Author of numerous non-fiction books since 1997, some written for publishers such as FT.com, Financial Times and Pearson, others commissioned by Xerox Europe, Ecademy UK, the Armenian Genocide Museum of America, in Washington DC, the Izmirlian Foundation and others written pro bono.

Born in February 1955, in Khartoum, Sudan to a successful Armenian businessman and a deputy headmistress, George as a child dreamt of being an actor. Convinced that he would starve as an actor, and ambitious to make his mark, George shifted gears and graduated with a BA in Business Studies from Bradford University in the UK in 1973. Over the next 20 years he worked in marketing in Africa, in England and in New Jersey. In 1991, after six years in the US and following a career menopause, George changed direction and embarked on an MA in Journalism at New York University, graduating in 1993, with a college EMMY award for his documentary, Emerging Airlines : The Kiwi Story.

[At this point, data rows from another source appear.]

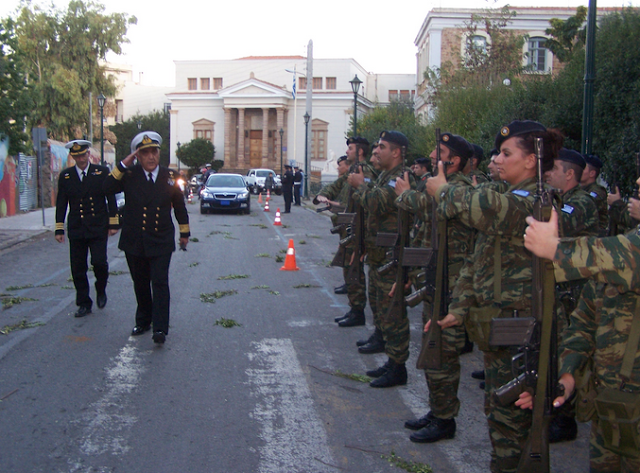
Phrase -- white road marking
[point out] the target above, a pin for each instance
(295, 440)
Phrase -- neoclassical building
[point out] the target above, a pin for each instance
(242, 106)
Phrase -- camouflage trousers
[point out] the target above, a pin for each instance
(395, 330)
(443, 383)
(508, 426)
(602, 460)
(356, 292)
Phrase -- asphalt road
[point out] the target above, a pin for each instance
(81, 395)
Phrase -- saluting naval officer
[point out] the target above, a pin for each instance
(148, 234)
(92, 217)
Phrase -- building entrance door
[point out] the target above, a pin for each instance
(255, 150)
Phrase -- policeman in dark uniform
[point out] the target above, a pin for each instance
(93, 215)
(148, 234)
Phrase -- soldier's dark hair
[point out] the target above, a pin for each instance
(552, 142)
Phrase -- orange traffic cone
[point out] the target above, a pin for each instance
(277, 221)
(290, 260)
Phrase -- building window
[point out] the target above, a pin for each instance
(319, 129)
(537, 55)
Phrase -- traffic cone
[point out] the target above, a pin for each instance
(290, 260)
(277, 221)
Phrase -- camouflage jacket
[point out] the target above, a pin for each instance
(579, 214)
(460, 236)
(601, 324)
(378, 201)
(499, 219)
(599, 195)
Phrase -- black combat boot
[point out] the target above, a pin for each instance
(562, 429)
(355, 318)
(436, 429)
(378, 371)
(396, 375)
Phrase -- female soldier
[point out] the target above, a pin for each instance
(496, 281)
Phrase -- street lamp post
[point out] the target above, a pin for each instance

On returning to London with a young family, George spent the next few years as a financial advisor and wrote his first book for his clients Seven Ages : Personal Financial Planning (1997). Soon after, he met an internet specialist, Thomas Power, with whom he teamed up to write The Battle of the Portals (1999) and Ecosystem : Living the 12 Principles of Networked Business (2001), the latter being translated into Chinese. Next came a commission from Lord James Lawler, CFO of Xerox Europe, to write Xerox Firestorm : A Fire Brand of the Future (2002).

In search of something different, George took a detour to focus on a political issue close to his heart: the Armenian Question. He next wrote a pioneering book, The Truth Will Set Us Free : Armenians and Turks Reconciled (2003), which was initially met with controversy and contention within the Armenian communities, especially in the United States. This controversy was mirrored in Turkey, when the book‘s Turkish publisher, Ragip Zarakolu, published the Turkish edition in the 2005, for which he continues to be prosecuted in the Turkish courts, long after Orhan Pamuk was acquitted for political reasons. Following the deaths of his father and younger brother, George set out to write about Arabkir, his ancestral hometown. He wrote the abridged version in English of Antranik Poladian‘s History of the Armenians of Arabkir (1969) for the Armenian Genocide Museum of America, which is entitled  Arabkir : Homage to an Armenian Community (2005). His most recent book is  Sarkis Izmirlian: A Biography (2008), which was commissioned by the Izmirlian family.

George lives in London with his wife and two daughters.